If you find the factorial of number using first method , integer overflow may occur because in the first method we are first calculating factorial of number, that must be stored in int data type, as factorial of number can be very large so it is not possible to store it in any integer variable.
But in second method, we take mod after every iteration of for loop to avoid overflow.
unsigned long long factorial(int n)
{
const unsigned int M = 1000000007;
unsigned long long f = 1;
for (int i = 1; i <= n; i++)
f = (f*i) % M;
return f;
}
As the value of a%b is always less than b ,hence on taking mod after every multiplication ,value of f is always less than M hence there will never be problem of integer overflow.

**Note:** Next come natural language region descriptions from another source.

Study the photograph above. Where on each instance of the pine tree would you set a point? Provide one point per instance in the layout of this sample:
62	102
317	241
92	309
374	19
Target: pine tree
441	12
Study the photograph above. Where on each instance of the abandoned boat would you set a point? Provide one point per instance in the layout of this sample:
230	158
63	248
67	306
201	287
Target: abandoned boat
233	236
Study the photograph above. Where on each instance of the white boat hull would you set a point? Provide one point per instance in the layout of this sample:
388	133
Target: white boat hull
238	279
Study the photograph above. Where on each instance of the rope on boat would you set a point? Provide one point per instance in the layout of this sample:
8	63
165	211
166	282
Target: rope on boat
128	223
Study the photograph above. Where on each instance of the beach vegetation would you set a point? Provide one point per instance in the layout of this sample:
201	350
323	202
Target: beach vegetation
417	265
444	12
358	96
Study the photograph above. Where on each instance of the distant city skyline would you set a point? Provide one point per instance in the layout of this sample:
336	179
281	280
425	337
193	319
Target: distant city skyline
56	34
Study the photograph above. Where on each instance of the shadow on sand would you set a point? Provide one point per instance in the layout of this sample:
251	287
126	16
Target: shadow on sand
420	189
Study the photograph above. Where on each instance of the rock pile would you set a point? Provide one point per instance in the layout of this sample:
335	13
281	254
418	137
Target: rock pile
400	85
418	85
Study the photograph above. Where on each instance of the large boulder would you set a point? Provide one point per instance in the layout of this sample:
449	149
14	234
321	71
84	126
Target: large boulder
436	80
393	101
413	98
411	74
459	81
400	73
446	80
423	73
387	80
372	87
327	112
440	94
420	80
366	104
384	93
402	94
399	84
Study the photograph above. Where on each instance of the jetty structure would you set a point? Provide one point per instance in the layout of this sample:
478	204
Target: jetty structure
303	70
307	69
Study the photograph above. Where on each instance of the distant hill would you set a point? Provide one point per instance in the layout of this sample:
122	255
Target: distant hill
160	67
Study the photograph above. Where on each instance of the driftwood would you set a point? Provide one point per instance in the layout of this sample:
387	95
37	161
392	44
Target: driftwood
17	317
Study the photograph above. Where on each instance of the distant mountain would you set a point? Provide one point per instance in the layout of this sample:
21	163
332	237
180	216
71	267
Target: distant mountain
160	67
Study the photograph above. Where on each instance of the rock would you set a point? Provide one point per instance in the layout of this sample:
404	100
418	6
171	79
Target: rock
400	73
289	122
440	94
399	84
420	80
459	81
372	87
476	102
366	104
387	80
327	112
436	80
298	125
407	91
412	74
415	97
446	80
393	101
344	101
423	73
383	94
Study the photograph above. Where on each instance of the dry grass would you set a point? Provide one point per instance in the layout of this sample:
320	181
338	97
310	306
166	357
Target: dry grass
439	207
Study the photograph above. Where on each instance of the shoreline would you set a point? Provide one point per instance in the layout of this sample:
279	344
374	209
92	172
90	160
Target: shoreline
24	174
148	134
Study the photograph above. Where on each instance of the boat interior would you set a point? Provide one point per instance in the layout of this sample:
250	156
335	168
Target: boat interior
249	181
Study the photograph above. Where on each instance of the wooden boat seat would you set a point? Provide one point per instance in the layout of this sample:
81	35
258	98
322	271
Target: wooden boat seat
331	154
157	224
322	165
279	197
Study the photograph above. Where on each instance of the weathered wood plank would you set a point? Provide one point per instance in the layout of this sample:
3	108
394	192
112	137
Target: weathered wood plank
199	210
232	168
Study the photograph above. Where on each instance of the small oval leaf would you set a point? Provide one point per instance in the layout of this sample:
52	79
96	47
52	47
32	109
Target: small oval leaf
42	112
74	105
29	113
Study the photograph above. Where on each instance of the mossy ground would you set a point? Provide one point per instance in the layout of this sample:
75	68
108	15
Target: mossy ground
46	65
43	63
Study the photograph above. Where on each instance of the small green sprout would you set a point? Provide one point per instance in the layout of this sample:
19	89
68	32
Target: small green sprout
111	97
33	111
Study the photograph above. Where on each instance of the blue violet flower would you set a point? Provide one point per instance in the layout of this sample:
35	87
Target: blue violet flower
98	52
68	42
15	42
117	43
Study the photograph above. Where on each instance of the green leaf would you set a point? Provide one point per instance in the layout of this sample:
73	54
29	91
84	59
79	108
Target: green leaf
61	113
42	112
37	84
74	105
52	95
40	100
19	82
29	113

This factorial function calculates value of (n! % M) i.e it calculates remainer when n! is divided by M.
See,the reason we use mod is because we can't store a particular value.
For example - we cant store a value such as 1234567891111 in an integer datatype.in such cases we store the value of this number modulo 10^9+7(generally)...So your answer should be 1234567891111%(10^9+7)[in this case]
Now coming to finding factorial ,
consider finding 30!
try analysing the number of digits in that number .. they are way to many to be stored in an integer datatype..
You could argue that we can find the value of 30! first and then take the mod...that would give an incorrect result ..because the value of 30! itself cannot be stored ..
By using the line "f = (f*i) % M; ", we make sure the value of the result is always in the range which can be stored by us.
If you dont get this ,try calculating all the factorial from 1 to 20 and store in integer datatype and check the values...